Enter Scripps Research Institute, based in San Diego, which raised $100,000 in two weeks in a crowdfunding campaign to research its experimental medicine. Scripps leads an international consortium to create and refine ZMapp, a serum of three antibodies designed to bind Ebola proteins. ZMapp was administered to two infected U.S. aid workers at Emory University Hospital. They recovered, but a victim in Spain given the drug died. Ebola vaccines from GlaxoSmithKline, Swissmedic, Johnson & Johnson and NewLink Genetics are currently in testing. Two are in human trials with preliminary results expected by December.

Prevention is the best cure. In a feat worthy of Arthur Clarke, 250 U.S. hospitals have purchased an army of Xenex Disinfection robots, $115,000 each.
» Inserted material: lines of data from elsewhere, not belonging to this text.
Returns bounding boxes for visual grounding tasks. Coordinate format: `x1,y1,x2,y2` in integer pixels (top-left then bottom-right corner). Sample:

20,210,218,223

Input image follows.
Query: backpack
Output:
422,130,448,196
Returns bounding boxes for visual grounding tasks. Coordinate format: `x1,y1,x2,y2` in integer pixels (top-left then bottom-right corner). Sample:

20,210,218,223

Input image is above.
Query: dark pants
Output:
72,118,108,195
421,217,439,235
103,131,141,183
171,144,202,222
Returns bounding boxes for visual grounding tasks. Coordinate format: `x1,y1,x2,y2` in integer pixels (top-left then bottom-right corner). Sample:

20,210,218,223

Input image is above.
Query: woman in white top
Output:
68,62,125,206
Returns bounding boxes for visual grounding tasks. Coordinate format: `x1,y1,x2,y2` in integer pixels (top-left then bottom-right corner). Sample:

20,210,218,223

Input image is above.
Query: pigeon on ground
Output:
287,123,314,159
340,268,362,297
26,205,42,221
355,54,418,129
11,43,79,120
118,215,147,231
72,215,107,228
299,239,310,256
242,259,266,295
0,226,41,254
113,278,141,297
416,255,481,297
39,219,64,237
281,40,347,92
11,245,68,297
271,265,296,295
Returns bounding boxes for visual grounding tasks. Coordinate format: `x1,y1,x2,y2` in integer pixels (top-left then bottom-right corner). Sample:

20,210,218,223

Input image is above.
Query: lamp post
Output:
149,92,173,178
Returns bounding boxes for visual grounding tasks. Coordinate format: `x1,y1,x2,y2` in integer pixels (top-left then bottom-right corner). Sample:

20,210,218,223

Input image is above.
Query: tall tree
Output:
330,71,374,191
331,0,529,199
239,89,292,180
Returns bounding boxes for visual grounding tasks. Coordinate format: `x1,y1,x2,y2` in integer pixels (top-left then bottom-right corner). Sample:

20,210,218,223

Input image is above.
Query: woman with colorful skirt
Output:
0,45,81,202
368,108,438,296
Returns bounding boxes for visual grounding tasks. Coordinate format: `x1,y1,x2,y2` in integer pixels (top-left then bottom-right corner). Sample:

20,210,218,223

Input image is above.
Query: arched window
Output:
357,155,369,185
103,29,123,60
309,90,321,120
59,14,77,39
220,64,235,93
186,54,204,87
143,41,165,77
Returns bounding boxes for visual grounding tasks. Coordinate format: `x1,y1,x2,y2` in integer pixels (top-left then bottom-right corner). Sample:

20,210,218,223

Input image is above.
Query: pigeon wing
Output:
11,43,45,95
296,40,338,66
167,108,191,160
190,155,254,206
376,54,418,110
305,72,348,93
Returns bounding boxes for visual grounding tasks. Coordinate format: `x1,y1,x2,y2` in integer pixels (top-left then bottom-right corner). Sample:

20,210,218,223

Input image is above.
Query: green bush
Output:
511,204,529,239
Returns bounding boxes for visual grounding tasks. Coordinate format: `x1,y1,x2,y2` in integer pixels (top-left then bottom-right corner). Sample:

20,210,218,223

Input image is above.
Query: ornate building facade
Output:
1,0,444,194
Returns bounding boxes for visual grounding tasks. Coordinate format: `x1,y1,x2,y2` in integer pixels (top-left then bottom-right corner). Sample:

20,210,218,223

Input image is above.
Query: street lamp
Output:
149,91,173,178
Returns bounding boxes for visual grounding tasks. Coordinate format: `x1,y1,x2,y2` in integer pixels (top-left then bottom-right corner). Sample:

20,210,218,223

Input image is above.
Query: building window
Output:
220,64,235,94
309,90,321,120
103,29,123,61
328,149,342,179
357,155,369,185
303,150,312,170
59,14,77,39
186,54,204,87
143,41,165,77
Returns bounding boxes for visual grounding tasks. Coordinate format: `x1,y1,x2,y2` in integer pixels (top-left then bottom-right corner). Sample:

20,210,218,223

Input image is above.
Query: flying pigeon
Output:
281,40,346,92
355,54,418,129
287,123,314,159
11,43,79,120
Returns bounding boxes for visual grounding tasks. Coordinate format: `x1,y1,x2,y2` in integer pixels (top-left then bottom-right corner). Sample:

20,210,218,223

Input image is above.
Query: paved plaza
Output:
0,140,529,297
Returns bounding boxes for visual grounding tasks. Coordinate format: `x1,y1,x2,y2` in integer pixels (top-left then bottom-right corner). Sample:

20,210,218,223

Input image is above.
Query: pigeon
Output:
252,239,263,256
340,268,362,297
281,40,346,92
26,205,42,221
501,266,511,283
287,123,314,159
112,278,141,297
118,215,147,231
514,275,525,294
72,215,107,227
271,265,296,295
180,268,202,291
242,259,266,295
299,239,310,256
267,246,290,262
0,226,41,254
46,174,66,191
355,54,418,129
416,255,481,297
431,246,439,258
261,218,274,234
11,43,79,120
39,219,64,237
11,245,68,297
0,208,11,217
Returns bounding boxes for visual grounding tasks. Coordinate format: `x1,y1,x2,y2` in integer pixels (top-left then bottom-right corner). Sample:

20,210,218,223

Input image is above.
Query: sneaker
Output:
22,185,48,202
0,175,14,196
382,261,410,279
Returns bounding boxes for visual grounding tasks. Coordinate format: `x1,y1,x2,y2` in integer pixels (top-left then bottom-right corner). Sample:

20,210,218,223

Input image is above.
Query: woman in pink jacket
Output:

Using sharp pulses of ultraviolet light, the robots kill topical bacteria and Ebola viruses, which can survive for six days on solid surfaces. In West Africa, medical technicians use infrared thermometers to reduce contact with at-risk patients.

Yet even as pharmaceutical companies rush to develop vaccines, medical pioneers hope that one day, perhaps tomorrow, global EHR databases and over-the-counter diagnostic kits could halt Ebola, could halt West Nile, could perhaps return any pandemic to Pandora’s box.

— Kate Voss is an environmental and technology blogger from Chicago. She focuses her time writing about how to create a more sustainable society and the new technologies which allow this. The opinions expressed are her own.